If solar is, in fact, stealing business, utility companies don’t have much to say about the investment tax credit. Dubbed ITC, it reduces the tax liability of individuals or businesses that purchase qualifying solar energy technologies. The 30 percent tax credit is the “cornerstone of continued growth of solar energy in the United States,” according to the Solar Energy Industries Association, solar’s top trade group. There are currently efforts in Congress to extend portions of the credit beyond its Dec. 31, 2016 deadline.

While several utilities have hit hard against the other major renewable energy tax incentive in the extenders bill, the production tax credit that mainly benefits wind power, they have kept quiet on the ITC.

Morning Consult called half a dozen of the largest electric utilities in the United States to get their take, including Southern Co., Exelon., Duke Energy, NextEra Energy, American Electric, and Dominion Resources. Only one, Duke Energy, responded to a request for comment.

Tom Williams, Duke Energy’s director of external relations, said he’s heard nothing about organizing for or against the ITC within the Charlotte, N.C. based energy giant.

Edison Electric Institute, an association of shareholder-owned electric companies, said it had no comment at this time. The American Public Power Association, which represents community-owned electric utilities, also had nothing to say.

Carl Zichella, director of western transmission at the Natural Resources Defense Council, a New York City based environmental advocacy group, also said he hadn’t heard of any utilities rallying around the ITC.

However: “It may be true in states that are heavily coal dependent that this is occurring,” Zichella said. “Coal interests have run full-page ads opposing both the ITC and PTC, and the Koch brothers have made repealing it part of GOP dogma.”

Jason Burwen, policy and advocacy director for the Energy Storage Association, offered his thoughts on the relative silence during an interview on the ITC in April.

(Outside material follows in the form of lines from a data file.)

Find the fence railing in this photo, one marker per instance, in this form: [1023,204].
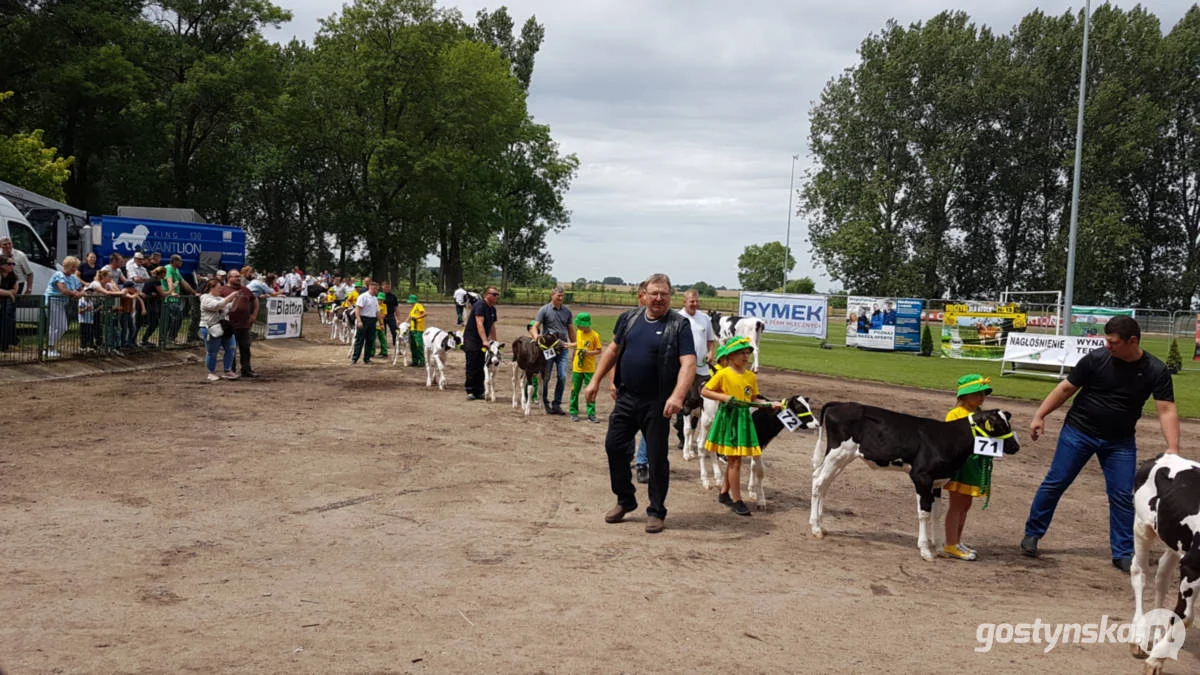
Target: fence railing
[37,328]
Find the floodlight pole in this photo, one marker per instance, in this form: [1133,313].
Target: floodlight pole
[1074,190]
[787,239]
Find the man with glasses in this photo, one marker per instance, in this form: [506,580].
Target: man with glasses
[479,330]
[653,363]
[1114,383]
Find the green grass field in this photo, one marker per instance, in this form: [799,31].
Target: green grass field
[804,354]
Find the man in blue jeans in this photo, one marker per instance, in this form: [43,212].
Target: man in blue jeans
[1114,384]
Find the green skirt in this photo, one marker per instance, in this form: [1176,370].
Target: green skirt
[732,432]
[975,477]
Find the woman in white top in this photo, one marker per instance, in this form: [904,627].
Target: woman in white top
[214,309]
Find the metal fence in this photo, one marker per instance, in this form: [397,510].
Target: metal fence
[36,328]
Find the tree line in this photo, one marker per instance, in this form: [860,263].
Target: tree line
[400,132]
[945,156]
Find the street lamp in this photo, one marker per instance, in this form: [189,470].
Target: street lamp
[787,238]
[1074,190]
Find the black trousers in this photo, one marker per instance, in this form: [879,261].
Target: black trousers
[244,338]
[475,358]
[629,416]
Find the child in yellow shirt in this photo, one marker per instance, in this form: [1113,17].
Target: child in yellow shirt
[583,365]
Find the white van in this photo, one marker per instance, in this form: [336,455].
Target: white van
[27,240]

“Utilities are much more concerned about things like net metering – which impacts directly how the utilities recover costs on their capital investments,” said Burwen, who at the time of this interview worked as a senior policy analyst for the Bipartisan Policy Center, a Washington, D.C. based think tank.

“The ITC certainly helps make rooftop solar affordable, which can then get net metering, but I’ve never heard of anyone opposing the ITC for that reason,” he said.

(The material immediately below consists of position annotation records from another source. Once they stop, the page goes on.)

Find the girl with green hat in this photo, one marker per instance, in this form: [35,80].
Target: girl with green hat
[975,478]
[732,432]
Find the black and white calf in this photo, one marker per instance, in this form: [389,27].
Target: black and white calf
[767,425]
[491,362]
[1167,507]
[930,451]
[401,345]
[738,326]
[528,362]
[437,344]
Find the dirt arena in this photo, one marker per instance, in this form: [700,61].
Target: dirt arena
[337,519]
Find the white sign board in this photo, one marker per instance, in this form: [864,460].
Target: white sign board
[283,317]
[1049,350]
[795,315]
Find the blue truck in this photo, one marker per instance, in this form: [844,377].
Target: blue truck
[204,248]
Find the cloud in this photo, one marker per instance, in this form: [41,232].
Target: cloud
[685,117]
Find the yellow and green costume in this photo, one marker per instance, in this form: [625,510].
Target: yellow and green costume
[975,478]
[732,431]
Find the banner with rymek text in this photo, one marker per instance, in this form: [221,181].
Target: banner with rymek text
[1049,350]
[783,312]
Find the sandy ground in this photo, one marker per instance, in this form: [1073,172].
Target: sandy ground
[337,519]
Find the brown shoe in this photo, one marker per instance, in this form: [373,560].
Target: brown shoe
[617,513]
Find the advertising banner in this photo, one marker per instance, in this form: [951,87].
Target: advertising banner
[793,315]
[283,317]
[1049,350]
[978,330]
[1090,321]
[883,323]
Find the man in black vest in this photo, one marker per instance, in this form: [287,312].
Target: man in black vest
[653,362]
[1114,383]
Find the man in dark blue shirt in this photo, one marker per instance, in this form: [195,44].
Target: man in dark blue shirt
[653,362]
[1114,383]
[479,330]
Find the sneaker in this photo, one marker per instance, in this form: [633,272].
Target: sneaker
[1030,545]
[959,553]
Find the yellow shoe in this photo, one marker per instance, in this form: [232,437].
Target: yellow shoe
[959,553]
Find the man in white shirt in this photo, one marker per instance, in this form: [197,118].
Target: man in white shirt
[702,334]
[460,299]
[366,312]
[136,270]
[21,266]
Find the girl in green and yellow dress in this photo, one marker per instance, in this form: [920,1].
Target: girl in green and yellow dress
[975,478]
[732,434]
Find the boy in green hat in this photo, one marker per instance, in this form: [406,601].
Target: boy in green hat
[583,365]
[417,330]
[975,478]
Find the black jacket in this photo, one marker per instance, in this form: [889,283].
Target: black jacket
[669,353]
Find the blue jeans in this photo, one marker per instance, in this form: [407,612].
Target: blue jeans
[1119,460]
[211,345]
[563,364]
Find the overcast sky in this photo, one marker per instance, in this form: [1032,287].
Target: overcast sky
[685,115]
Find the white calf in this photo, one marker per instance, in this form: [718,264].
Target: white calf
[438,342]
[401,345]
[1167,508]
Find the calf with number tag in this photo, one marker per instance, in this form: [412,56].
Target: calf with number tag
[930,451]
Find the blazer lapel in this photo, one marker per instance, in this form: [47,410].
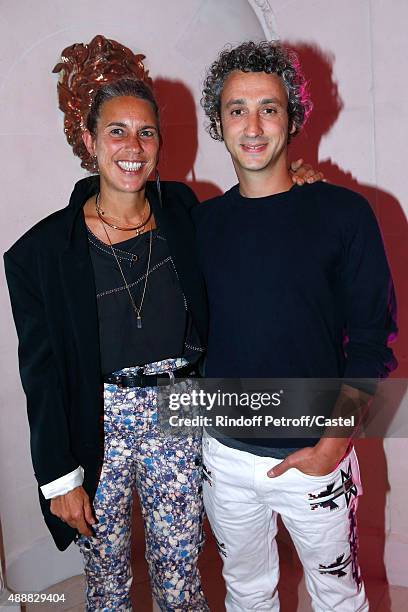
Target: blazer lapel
[80,294]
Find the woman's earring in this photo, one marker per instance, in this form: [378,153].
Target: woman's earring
[158,187]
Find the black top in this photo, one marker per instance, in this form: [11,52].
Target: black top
[52,289]
[298,285]
[167,330]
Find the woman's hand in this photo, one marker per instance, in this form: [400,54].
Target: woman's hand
[304,173]
[74,508]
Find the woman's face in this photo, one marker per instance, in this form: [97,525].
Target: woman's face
[126,143]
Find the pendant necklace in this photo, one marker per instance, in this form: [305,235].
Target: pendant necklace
[137,310]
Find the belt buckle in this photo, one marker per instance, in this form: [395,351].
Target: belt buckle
[119,381]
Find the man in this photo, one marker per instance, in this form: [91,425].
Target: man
[290,273]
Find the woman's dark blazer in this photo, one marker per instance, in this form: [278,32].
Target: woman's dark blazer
[52,290]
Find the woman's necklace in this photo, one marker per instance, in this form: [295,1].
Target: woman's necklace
[138,311]
[138,228]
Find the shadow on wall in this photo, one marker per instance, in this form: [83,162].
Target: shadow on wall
[327,106]
[178,120]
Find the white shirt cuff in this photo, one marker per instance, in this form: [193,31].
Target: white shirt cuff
[64,484]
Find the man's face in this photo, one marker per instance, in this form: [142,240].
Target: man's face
[254,120]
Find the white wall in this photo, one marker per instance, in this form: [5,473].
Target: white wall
[361,44]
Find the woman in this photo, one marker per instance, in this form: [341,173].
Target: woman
[108,290]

With the residential portion of the ITC expiring in 2017, and the commercial credit dropping to 10 percent, the solar industry is headed off a cliff, according to Scott Hennessey, a director at SolarCity.

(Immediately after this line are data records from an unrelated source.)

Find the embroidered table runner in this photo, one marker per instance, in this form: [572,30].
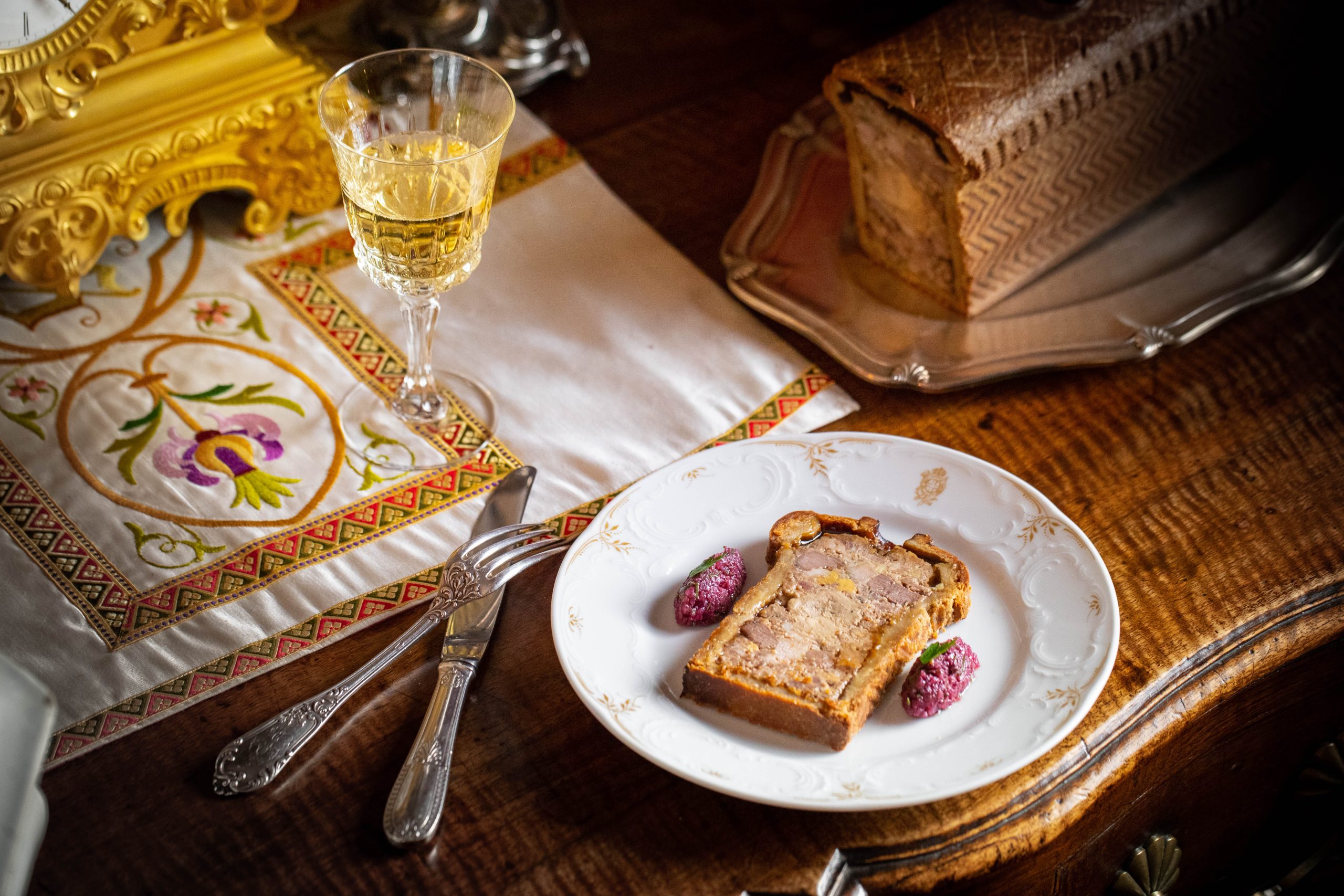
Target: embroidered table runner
[179,507]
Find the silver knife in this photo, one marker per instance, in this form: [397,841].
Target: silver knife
[253,761]
[417,800]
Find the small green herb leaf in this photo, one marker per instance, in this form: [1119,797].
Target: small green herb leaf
[706,565]
[933,650]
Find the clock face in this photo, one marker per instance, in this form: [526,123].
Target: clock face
[23,22]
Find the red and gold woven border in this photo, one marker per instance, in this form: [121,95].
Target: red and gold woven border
[232,668]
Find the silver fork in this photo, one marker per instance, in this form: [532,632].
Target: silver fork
[471,573]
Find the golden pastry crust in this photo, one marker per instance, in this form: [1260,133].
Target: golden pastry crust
[776,693]
[992,140]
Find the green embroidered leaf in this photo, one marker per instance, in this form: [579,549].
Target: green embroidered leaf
[154,413]
[133,445]
[249,395]
[27,419]
[170,544]
[203,397]
[933,650]
[255,324]
[293,233]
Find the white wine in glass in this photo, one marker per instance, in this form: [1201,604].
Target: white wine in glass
[417,136]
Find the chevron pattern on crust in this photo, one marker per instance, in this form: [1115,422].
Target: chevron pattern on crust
[1116,156]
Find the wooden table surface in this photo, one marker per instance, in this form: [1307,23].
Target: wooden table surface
[1210,480]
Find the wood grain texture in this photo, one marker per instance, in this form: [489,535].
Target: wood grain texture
[1210,480]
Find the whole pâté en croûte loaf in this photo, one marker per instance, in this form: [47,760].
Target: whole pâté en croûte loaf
[811,648]
[996,138]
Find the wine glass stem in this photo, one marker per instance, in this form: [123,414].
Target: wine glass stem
[418,399]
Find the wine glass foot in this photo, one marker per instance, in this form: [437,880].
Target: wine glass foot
[380,445]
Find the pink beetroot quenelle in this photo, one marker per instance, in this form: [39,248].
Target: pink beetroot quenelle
[939,678]
[710,590]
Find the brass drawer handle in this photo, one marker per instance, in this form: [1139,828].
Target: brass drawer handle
[1152,870]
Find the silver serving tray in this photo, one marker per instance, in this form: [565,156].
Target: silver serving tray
[1256,226]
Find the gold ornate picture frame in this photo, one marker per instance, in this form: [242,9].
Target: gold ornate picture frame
[193,96]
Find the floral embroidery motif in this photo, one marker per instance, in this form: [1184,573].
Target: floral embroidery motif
[210,313]
[29,390]
[26,390]
[229,450]
[932,483]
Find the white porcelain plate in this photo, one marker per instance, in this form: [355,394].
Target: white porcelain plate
[1043,617]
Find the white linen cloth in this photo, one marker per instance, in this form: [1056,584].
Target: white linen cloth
[609,354]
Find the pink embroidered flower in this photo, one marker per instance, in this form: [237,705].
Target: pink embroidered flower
[212,312]
[27,390]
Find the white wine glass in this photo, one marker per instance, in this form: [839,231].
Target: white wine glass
[417,138]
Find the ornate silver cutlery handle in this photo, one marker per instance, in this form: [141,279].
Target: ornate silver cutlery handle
[253,761]
[417,800]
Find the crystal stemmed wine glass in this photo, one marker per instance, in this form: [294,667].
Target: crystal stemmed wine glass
[417,136]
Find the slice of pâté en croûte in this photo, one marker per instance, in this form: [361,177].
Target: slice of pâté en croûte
[811,648]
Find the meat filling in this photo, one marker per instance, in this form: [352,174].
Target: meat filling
[836,597]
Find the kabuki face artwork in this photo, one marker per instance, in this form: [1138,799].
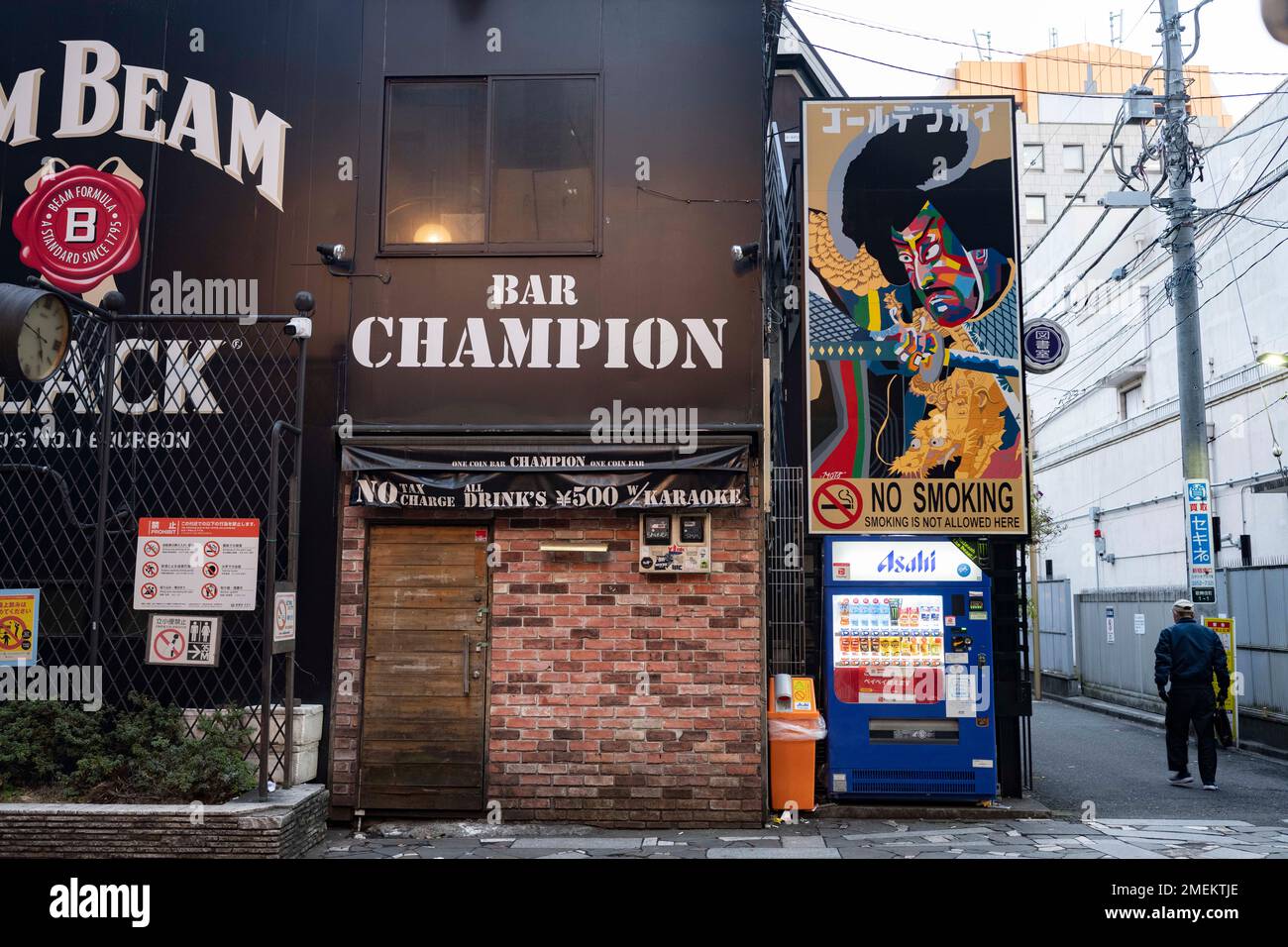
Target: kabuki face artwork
[945,274]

In Congress, some pro-solar lawmakers like Republican Sens. Dean Heller (Nev.) and Rob Portman (Ohio), along with Democrat Sens. Maria Cantwell (Wash.) and Chuck Schumer (N.Y.) hope to, at the least, reform the ITC to make sure that commercial projects can get the tax credit as long as they start – rather than finish – their developments before 2017. That idea is likely to be revisited when Congress debates a package of expired or expiring tax provisions, collectively called the extenders package, later this year.

Hennessey described the negotiations over the ITC as a “noisy approach to the cliff.”

For the moment, electric utilities don’t appear to be part of that noise.